The debates on sports talk shows and in barbershops about who is the greatest football player of all time will always start with Tom Brady. He is the most accomplished player in NFL history, with two decades of dominance over the sport. But along with all of the exclamation points — seven Super Bowl titles! five Super Bowl Most Valuable Player Awards! — Brady's career also now carries a question mark:
Should he have come back for one last season with the Tampa Bay Buccaneers after initially retiring last year?
Brady, who announced his retirement again on Wednesday, saying he meant it this time, did not have the kind of year, either on the field or off, that he had been used to when he returned to the Buccaneers at age 45. His season and his career ended in a 31-14 loss to the Dallas Cowboys in an N.F.C. wild-card game last month, but things had started to unravel long before that.
Because of his style as a pocket passer (even early in his career he was not a scrambler), Brady relied heavily on having a talented offensive line that could give him time to find open receivers. The Buccaneers had built one of the best offensive lines in the league.

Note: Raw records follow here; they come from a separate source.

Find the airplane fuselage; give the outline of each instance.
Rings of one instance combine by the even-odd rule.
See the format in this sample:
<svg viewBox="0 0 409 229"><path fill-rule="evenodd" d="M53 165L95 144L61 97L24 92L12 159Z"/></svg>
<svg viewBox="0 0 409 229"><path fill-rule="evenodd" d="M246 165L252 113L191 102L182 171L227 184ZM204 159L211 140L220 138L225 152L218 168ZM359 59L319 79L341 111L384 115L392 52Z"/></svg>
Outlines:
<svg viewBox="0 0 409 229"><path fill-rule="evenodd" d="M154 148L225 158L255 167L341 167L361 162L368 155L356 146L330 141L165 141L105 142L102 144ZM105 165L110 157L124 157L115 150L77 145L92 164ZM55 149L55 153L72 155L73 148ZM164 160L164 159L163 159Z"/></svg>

But before this season, guard Alex Cappa bolted for the Bengals in free agency, guard Ali Marpet retired and center Ryan Jensen suffered a knee injury in training camp that sidelined him for the regular season.

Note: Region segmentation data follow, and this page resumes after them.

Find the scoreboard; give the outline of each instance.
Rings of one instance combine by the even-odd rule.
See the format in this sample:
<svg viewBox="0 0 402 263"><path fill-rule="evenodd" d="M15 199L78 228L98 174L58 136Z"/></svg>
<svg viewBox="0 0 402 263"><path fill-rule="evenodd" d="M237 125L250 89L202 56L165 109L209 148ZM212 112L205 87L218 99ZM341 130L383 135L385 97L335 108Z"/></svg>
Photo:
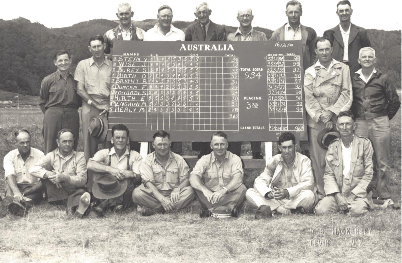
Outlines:
<svg viewBox="0 0 402 263"><path fill-rule="evenodd" d="M287 131L307 139L301 41L117 41L113 49L109 128L125 125L132 141L160 130L173 141L208 141L217 131L230 141L276 141Z"/></svg>

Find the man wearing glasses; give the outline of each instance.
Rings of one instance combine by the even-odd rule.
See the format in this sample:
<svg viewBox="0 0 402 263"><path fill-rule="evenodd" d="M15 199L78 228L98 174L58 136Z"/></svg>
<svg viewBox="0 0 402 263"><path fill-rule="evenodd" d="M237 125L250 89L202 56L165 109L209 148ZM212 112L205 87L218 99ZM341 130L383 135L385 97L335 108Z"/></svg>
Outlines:
<svg viewBox="0 0 402 263"><path fill-rule="evenodd" d="M331 40L334 51L332 57L349 65L351 75L361 67L357 62L360 49L370 47L370 39L367 30L351 22L353 13L351 2L341 1L336 5L336 14L339 17L339 24L324 32L324 36Z"/></svg>
<svg viewBox="0 0 402 263"><path fill-rule="evenodd" d="M107 59L112 60L113 55L113 42L118 40L142 40L145 31L137 27L131 22L134 12L131 10L131 5L127 3L122 3L117 7L116 16L120 23L114 28L108 30L103 35L106 48L105 54L108 54Z"/></svg>

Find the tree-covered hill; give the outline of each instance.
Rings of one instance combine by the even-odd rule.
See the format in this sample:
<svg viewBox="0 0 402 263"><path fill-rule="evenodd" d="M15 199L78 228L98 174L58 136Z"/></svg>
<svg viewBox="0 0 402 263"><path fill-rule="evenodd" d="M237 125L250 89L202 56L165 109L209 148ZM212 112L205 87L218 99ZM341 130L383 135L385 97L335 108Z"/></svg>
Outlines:
<svg viewBox="0 0 402 263"><path fill-rule="evenodd" d="M135 24L144 30L154 26L156 19L146 19ZM183 30L193 21L177 21L175 26ZM0 19L0 89L23 94L36 95L41 82L54 72L53 62L56 51L64 49L73 56L72 70L78 62L90 55L88 40L91 35L103 34L118 24L115 21L94 19L71 26L48 28L23 18L5 21ZM228 33L236 28L226 26ZM269 38L273 31L255 27ZM401 31L369 30L372 46L376 51L378 67L401 87Z"/></svg>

Brady himself missed 11 days in training camp to attend to what Coach Todd Bowles called "some personal things." His absence generated speculation about Brady and his relationship with the former model Gisele Bündchen. In October, the couple divorced after 13 years of marriage, one day after the Buccaneers' fifth loss in six games.
Throughout the season, the Buccaneers' offense struggled to score and Brady threw for just 25 touchdowns, tied for the fifth-worst total of his career as a full-time starter. Brady had never hidden his frustrations with a struggling offense, whether while playing with the New England Patriots or Tampa Bay, sometimes slamming tablet computers on the sideline or yelling at linemen.
This year, Brady turned to a new tactic when frustrated: tripping or kicking defensive players. Brady kicked Falcons defensive lineman Grady Jarrett at the end of a play in a Week 5 win and was fined $11,139 by the N.F.L. In the postseason loss to Dallas, Brady tried to slide tackle Cowboys safety Malik Hooker. (The slide tackle, illegal in football, is allowed in soccer.) The NFL fined Brady $16,444. He planned to appeal because, he said on his podcast, "I didn't even hit him. I tried to trip him, but I didn't."
The problems off the field continued. Brady endorsed FTX, the cryptocurrency exchange that collapsed last year. Many of the millions of people who lost money expressed some animus toward Brady and other celebrity endorsers. Brady himself was a major shareholder in FTX, according to a court document, and his stake went from tens of millions of dollars to virtually zero.